Tom A.
Young
*,
Tristan
Johnston-Wood
,
Hanwen
Zhang
and
Fernanda
Duarte
*
Chemistry Research Laboratory, 12 Mansfield Road, Oxford, OX1 3TA, UK. E-mail: tom.a.young@ucl.ac.uk; fernanda.duartegonzalez@chem.ox.ac.uk
First published on 10th August 2022
Recent advances in the development of reactive machine-learned potentials (MLPs) promise to transform reaction modelling. However, such methods have remained computationally expensive and limited to experts. Here, we employ different MLP methods (ACE, NequIP, GAP), combined with automated fitting and active learning, to study the reaction dynamics of representative Diels–Alder reactions. We demonstrate that the ACE and NequIP MLPs can consistently achieve chemical accuracy (±1 kcal mol−1) to the ground-truth surface with only a few hundred reference calculations. These strategies are shown to enable routine ab initio-quality classical and quantum dynamics, and obtain dynamical quantities such as product ratios and free energies from non-static methods. For ambimodal reactions, product distributions were found to be strongly dependent on the QM method and less so on the type of dynamics propagated.

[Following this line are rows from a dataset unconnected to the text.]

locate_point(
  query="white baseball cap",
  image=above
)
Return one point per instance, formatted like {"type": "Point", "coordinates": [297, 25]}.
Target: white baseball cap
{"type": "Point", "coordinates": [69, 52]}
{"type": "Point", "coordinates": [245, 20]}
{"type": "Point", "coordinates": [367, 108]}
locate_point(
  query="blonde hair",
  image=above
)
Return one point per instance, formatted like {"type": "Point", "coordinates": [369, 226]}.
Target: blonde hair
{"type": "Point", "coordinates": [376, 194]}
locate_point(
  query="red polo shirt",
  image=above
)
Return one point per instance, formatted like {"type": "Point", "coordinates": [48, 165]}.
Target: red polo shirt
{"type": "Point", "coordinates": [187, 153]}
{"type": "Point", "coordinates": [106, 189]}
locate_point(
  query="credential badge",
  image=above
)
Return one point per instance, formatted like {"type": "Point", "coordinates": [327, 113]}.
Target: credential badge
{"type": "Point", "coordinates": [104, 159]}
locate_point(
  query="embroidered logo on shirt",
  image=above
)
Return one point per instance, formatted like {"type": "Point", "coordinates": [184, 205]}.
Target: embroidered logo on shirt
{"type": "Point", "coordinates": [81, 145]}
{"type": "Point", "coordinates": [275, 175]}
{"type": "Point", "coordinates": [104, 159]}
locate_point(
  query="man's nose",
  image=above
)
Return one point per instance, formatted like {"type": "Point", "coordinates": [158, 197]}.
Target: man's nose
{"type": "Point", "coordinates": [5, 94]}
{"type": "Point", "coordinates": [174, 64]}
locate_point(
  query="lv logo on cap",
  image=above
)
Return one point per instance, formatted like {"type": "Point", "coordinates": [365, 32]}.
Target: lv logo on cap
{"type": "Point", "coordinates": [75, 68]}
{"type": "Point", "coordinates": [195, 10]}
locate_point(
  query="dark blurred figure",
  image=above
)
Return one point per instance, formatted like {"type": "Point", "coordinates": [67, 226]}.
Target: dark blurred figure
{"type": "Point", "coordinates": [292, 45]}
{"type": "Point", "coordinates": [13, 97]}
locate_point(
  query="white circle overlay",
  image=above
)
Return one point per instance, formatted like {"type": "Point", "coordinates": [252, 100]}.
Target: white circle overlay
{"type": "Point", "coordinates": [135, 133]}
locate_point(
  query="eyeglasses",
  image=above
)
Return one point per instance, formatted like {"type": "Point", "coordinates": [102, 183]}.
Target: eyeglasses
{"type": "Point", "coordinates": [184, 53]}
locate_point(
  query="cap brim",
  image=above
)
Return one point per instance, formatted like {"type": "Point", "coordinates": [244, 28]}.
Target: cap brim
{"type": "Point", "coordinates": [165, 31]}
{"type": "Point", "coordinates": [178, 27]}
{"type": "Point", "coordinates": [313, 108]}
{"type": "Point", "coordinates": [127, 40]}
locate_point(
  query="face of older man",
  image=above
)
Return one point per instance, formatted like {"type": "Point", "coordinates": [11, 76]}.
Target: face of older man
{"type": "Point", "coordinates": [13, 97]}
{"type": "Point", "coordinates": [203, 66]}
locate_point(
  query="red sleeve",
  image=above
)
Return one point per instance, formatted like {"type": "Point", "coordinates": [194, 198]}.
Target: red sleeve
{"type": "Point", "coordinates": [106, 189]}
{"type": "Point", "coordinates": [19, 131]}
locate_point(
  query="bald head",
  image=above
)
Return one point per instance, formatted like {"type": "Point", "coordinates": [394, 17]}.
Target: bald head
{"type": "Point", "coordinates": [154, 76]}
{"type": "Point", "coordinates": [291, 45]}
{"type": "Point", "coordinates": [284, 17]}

Iterative training is essential to construct robust MLPs and can be summarised as follows: (i) developing a training set, (ii) performing the regression, (iii) repeating the process until the desired accuracy is obtained. Automated approaches to construct large training sets have been previously reported;16–18 however, their application remain limited to small systems. Moreover, the need to perform several thousands of energy and gradient evaluations on a reference potential energy surface (PES) makes it difficult to go beyond density functional theory (DFT) and employ accurate but computationally expensive wavefunction (WF)-based methods.19 Exceptions are rare and limited to systems with ≲10 atoms.17,20,21 Finally, achieving the desired accuracy when training reactive MLPs is challenging because the energy scale required for accurate dynamics is much larger than for non-reactive MLPs (where sampling around the minima is often sufficient). As such, more training data is required to reach the same accuracy. This is particularly relevant when sampling areas around the transition states (TSs), which often require WF-based methods, such as coupled-cluster (CC).22 Here, we show that recently developed MLP methods23,24 can be used to generate accurate potentials for modestly sized reactions (≈50 atoms) in an automated fashion and outline some of the enabled insights.
![]() | ||
Fig. 1 Diels–Alder reactions studied in this work, summarising the different aspects explored with the trained MLPs. |
Initial efforts to apply our original active learning (AL) strategy using GAP regression to model the reaction between ethene + butadiene, R1, proved promising, producing qualitatively reasonable reactive molecular dynamics (MD). However, the quality of these GAPs were not within 1 kcal mol−1 accuracy of the QM reference method, which is required for accurate rate estimation or dynamic studies (Fig. S1a, MAD = 5.3 kcal mol−1, ESI†). We hypothesised that this was due to the exothermicity of this reaction, which requires the MLP to be accurate in a 60 kcal mol−1 energy window. Indeed, using the same strategy and hyperparameters to model a less exothermic H-abstraction reaction (H3C˙ + C3H8 → CH4 + ˙CH(CH3)2) resulted in a more accurate potential (Fig. S1b, MAD = 2.1 kcal mol−1, ESI†). A modest improvement was obtained upon hyperparameter optimisation, at moderate computational cost (≈500 configurations required for R1). Specifically, reducing the regularisation, increasing the quality of the radial basis, and doubling the number of atomic environments considered in the training all improved the GAP (ESI,† Section S2). However, attempts to improve GAPs by training a component-wise potential separated over covalent bonds were unsuccessful (ESI,† Section S3.3).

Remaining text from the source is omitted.